Is it the hash lookup or the hlist walk that is expensive? If it's the
hash lookup, then a safer fix would be to do the hash lookup once in
kvm_mmu_get_page() instead of doing it for both the walk and the insertion.
Assuming, that's the case, I'll send a patch. Actually, I'll probably send
a patch no matter what, I've been looking for an excuse to get rid of that
obnoxiously long hash lookup line. :-)
> > > Signed-off-by: Peter Feiner <[email protected]>
> > > Signed-off-by: Jon Cargille <[email protected]>
> > > Reviewed-by: Jim Mattson <[email protected]>
> > >
> > > ---
> > > arch/x86/include/asm/kvm_host.h | 13 ++++++++
> > > arch/x86/kvm/mmu/mmu.c | 55 +++++++++++++++++++--------------
> > > 2 files changed, 45 insertions(+), 23 deletions(-)
> > >
> > > diff --git a/arch/x86/include/asm/kvm_host.h b/arch/x86/include/asm/kvm_host.h
> > > index a239a297be33..9b70d764b626 100644
> > > --- a/arch/x86/include/asm/kvm_host.h
> > > +++ b/arch/x86/include/asm/kvm_host.h
> > > @@ -913,6 +913,19 @@ struct kvm_arch {
> > > struct kvm_page_track_notifier_node mmu_sp_tracker;
> > > struct kvm_page_track_notifier_head track_notifier_head;
> > >
> > > + /*
> > > + * Optimization for avoiding lookups in mmu_page_hash. When there's a
> > > + * single direct root, a shadow page has at most one parent SPTE
> > > + * (non-root SPs have exactly one; the root has none). Thus, if an SPTE
> > > + * is non-present, it can be linked to a newly allocated SP without
> > > + * first checking if the SP already exists.
I'm pretty sure this will break due to the "zap oldest shadow page"
behavior of make_mmu_pages_available() and mmu_shrink_scan(). In that case,
KVM can zap a parent SP and leave a dangling child.

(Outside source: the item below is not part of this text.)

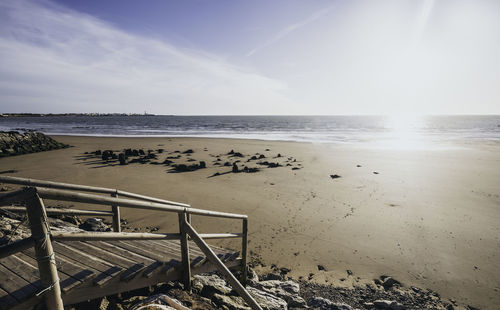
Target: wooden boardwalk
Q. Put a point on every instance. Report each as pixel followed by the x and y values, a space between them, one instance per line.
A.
pixel 92 269
pixel 64 268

If/when the zapped
parent SP is rebuilt, it should find and relink the temporarily orphaned
child. I believe the error will not actively manifest since the new,
duplicate SP will be added to the front of the hlist, i.e. the newest entry
will always be observed first. But, it will "leak" the child and all its
children, at least until they get zapped in turn.
Hitting the above is probably extremely rare in the current code base.
Presumably the make_mmu_pages_available() path is rarely hit, and the
mmu_shrink_scan() path is basically broken (it zaps at most a single page
after reporting to the scanner that it can potentially free thousands of
pages; I'm working on a series).
One thought would be to zap the entire family tree when zapping a shadow
page for a direct MMU. Then the above assumption would hold. I think
that would be ok/safe-ish? It definitely would have "interesting" side
effects.
Actually, there's another case that would break, though it's contrived and
silly. If a VM is configured to have vCPUs with different physical address
widths (yay KVM) and caused KVM to use both 4-level and 5-level EPT, then
the "single direct root" rule above would be violated.
If we do get agressive and zap all children (or if my analysis is wrong),
and prevent the mixed level insansity, then a simpler approach would be to
skip the lookup if the MMU is direct. I.e. no need for the per-VM toggle.
Direct vs. indirect MMUs are guaranteed to have different roles and so the
direct MMU's pages can't be reused/shared.
On Mon, Jun 22, 2020 at 11:53:48PM -0700, Sean Christopherson wrote:
> If we do get agressive and zap all children (or if my analysis is wrong),
> and prevent the mixed level insansity, then a simpler approach would be to
> skip the lookup if the MMU is direct. I.e. no need for the per-VM toggle.
> Direct vs. indirect MMUs are guaranteed to have different roles and so the
> direct MMU's pages can't be reused/shared.
Clarification on the above. Direct and not-guaranteed-to-be-direct MMUs for
a given VM are guaranteed to have different roles, even for nested NPT vs.
NPT, as nested MMUs will have role.guest_mode=1.